The 35mm film contrasted with video is a more visceral representation of binary complexes at work in Actress. This can be read as an echo of the immediate and the abstract, the then and the now, the real and fantasy, the male and the female. The manner as well as the content of the documentary style footage is distinctly more female than the 35mm fantasy of Cheung’s reenactment. In these sections set in the early 90s Kwan points his camera to Ling-yu’s niece, who knew her, as well as Maggie Cheung, who plays her. We are given two female perspectives of Ruan Ling-yu. These perspectives also work within a binary complex. The intimate and the superficial acquaintance, the domestic and the public persona. Each woman’s testimony compliments as well as contradicts one another at times, rendering Ling-yu as a more complicated abstract; unknowable.

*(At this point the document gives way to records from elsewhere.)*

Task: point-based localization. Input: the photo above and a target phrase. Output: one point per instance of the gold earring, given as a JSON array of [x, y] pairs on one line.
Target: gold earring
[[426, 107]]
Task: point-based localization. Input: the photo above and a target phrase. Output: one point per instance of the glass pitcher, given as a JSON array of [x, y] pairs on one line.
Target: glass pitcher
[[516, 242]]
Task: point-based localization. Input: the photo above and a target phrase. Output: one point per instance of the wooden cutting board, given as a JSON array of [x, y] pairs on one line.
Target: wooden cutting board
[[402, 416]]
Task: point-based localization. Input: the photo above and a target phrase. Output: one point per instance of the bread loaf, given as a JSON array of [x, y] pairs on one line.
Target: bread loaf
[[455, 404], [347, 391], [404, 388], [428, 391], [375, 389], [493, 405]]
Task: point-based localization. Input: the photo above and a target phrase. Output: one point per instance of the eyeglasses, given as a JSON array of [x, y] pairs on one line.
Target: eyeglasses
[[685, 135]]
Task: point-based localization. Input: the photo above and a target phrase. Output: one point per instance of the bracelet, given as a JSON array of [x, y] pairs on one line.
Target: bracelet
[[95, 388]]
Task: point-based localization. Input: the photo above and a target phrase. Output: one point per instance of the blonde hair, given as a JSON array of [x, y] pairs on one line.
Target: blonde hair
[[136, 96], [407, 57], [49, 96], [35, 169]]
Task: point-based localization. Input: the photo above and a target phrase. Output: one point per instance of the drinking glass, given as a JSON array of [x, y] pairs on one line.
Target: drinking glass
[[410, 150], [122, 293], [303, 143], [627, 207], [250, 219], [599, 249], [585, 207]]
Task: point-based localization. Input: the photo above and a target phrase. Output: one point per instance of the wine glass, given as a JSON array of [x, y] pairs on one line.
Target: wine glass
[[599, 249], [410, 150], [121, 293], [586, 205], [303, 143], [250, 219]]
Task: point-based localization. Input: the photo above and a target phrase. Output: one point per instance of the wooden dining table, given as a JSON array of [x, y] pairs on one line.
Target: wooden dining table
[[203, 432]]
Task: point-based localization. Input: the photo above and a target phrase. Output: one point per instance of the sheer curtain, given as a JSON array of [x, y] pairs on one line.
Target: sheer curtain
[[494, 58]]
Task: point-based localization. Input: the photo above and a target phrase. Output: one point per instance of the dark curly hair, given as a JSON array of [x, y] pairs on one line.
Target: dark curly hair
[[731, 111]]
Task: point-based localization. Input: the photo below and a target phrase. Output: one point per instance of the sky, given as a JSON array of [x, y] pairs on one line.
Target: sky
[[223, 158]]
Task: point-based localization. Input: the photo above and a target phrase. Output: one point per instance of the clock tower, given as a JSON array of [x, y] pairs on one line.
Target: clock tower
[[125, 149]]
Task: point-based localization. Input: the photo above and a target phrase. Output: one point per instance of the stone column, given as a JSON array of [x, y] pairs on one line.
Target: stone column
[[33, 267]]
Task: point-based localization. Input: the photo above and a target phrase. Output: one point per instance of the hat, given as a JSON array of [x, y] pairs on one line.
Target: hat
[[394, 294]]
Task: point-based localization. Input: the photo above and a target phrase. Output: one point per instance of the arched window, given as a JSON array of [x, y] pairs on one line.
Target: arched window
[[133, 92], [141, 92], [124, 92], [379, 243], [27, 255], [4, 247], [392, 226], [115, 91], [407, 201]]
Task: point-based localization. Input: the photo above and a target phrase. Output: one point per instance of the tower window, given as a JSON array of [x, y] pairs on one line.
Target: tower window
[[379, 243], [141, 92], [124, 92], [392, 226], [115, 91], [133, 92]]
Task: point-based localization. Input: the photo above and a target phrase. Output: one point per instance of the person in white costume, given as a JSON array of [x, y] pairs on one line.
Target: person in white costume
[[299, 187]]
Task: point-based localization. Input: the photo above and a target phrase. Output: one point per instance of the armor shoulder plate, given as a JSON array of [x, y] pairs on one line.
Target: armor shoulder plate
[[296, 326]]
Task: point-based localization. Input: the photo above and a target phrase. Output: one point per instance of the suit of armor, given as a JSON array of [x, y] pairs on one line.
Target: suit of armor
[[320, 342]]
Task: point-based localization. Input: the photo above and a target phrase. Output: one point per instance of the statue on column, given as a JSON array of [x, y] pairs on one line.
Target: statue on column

The 35mm sections of Actress that interrupt and disperse the video section conforms to a more romanticized perspective. Kwan shows us imagined reality, a past made tangible, if only briefly, through illusion. Kwan’s masculine gaze is controlled and effective, taking measures never to trivialize the characters. One could even argue that his homosexuality, his outsider status in China, allows him to relate to Ruan Ling-yu in a very intimate way, identifying with her feelings of suppression. Regardless, Kwan is allowed a greater selectivity of the images he shows us in this section since the images are born out of his own creativity and not out of another’s reminiscence or conjecture.

Ultimately, Actress is concerned with Ruan Ling-yu’s death. Every aspect of the film has been staged or selected by Stanley Kwan to give a context as to why Ling-yu committed suicide as well as to the legacy that she left behind. This framework exaggerates the multiple binary complexes within the film as well as presents Ruan Ling-yu as an allegorical figure. In China, the mark of the end of early cinema is often pinpointed with the death of Ling-yu, just as in American cinema this is pinpointed, more or less, by the release of The Jazz Singer (1927). That Kwan makes this film and frames it in this historical context at the close of the twentieth century has a good deal to do with his later project Yang+Yin (1996).

Yang+Yin may be a more traditional documentary feature on the history of Chinese cinema, but it represents the same impetus as Actress. Looking back at China’s cinematic history from the nineties, in both films, Kwan finds constants in the overall character of his national cinema. In Yang+Yin Kwan examines these constants from the outside, almost anthropologically, while with Actress he looks first at the human catalyst of cinematic art, focusing on the most iconic and renowned of Chinese film stars. The sense of mortality in both films is essential to their readings. Kwan sees Ruan Ling-yu in much the same way as he sees the cinema as a whole; a conflict between immediate expression and its impact with the legacy and reappropriation that that work inevitably will assume with the passage of time.